A truth I hold to, which has served me well especially in regards to programming and mathematics, is to say things aloud to other people, making yourself sound like an idiot, and then it will all work out. For example, at my old job, probably what I said the most was Jonathan, I can’t get this UNIX thing to work. Jonathan would come over, I’d hit up for the last command, hit enter, and then it would, of course, work and Jonathan would think I was a complete idiot regarding UNIX (which is also a truth). This also helped when I said they other day that the library didn’t have any copies of Hellgoing in the entire system (province wide) and then I checked ten minutes after I said that, and they now do have one copy with fifteen holds on it (for New Brunswick, that is an insane number of people on hold, generally only reserved for Dan Brown novels and Shopaholic series). So say your stupidity aloud and the universe will smack you down. Perhaps I should write a self-help book suggesting this. Maybe that’s what The Secret is about?
So on the weekend, I was talking to a writer-friend and he said You’ve already been published in journals. What are you really hoping to get out of this course? You are already somewhat successful. And I hemmed and hawed and thought how low the bar for somewhat successful is for writing and got the conversation onto something else.
Then on Monday I got an email from my mentor asking me if I had any concerns regarding the course. So see, the universe coming to smack me down.
My story, the ever-present and soul-sucking Come From Away is getting better. That should be the goal. I’m trying to be Machiavellian in my thinking regarding this because if I get a better story out at the end, then that should be enough, even if I am hating every step of the process. Working on my story now makes me feel sick, actual anxiety induced panickingly sick. (An aside: this is totally me – I leave my job that was making me ill and then I find myself a new way to make myself feel sick. But we’ll put my mental health concerns aside since that isn’t really the point right now.) I trick myself into working, putting Freedom on for short bursts, working at the computer (which I normally hate and write everything out in longhand for as long as possible), doing the focus-only-on-this-page-one-page-isn’t-so-much-you-can-do-it, and then staring out the window at the backyard for twenty, thirty minutes at a time rather than type one word.
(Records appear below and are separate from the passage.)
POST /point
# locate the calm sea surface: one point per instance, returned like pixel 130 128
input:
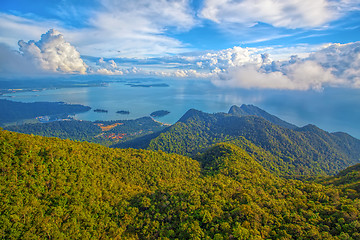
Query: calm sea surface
pixel 332 109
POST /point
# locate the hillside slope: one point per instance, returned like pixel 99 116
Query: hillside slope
pixel 60 189
pixel 251 110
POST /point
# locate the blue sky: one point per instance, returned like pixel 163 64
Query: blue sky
pixel 245 43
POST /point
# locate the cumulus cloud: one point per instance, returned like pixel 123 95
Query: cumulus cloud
pixel 53 54
pixel 288 14
pixel 13 63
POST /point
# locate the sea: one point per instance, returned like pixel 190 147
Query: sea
pixel 331 109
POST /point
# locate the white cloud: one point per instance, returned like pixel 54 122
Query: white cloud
pixel 108 67
pixel 53 54
pixel 13 63
pixel 288 14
But my story is getting better. That’s the point.
Geoff says maybe I should quit.
No, story is getting better, I say.
Even writing this now, writing about writing about my story is making me anxious. I can feel the vice around my heart start to squeeze.
What did I hope to get out of this? When I’m super honest, I thought maybe I’d make a writing friend, which is sort of pathetic. Maybe this was less about my story and more about being in a small-town now where things are different. Maybe, to mangle Noel Coward, I didn’t want criticism as much as I wanted unqualified praise. Who knows. If there is one thing I have learned about myself is that I make strange, snap decisions that often make my life harder than it needs to be. This course could be one of those snap decisions.
Did I tell my mentor this? No, I made some passing comment, roughly the internet equivalent of chatting about the weather with the people you wait with at the bus-stop, and sent the next chapter. What am I supposed to say? It’s not necessarily the course. A lot of it is me. Maybe I am just not suited for this novel thing. Maybe I need to work up more slowly, intertwined short stories until novel length. I’ve read some good books like that: The Madonnas of Echo Park – and I’ve read a book I should have loved, but didn’t and we just stood awkwardly around like on a bad blind date (The Juliet Stories). But both times, I though, I could do that. Maybe I should do that instead. Pregnancy Scare is a good start. I already have a second story germinating about Randy, a third about Herb, more about the baby getting older. Maybe.
Maybe.
I don’t know what to do. Geoff’s vote is quitting. My vote is riding it out, making Come From Away better but detaching from the situation. My writer friend who asked me What I hoped to get‘s vote is pretty much Why did you even take a course in the first place? I think if I finish, I get a certificate at the end. I do enjoy certificates and it might make up for the fact that I accidentally threw out my Masters (still have undergrad and PhD, but the Masters has gone missing).
Maybe I’m just a short-story person. Maybe that’s what I’ll take out of this. Maybe.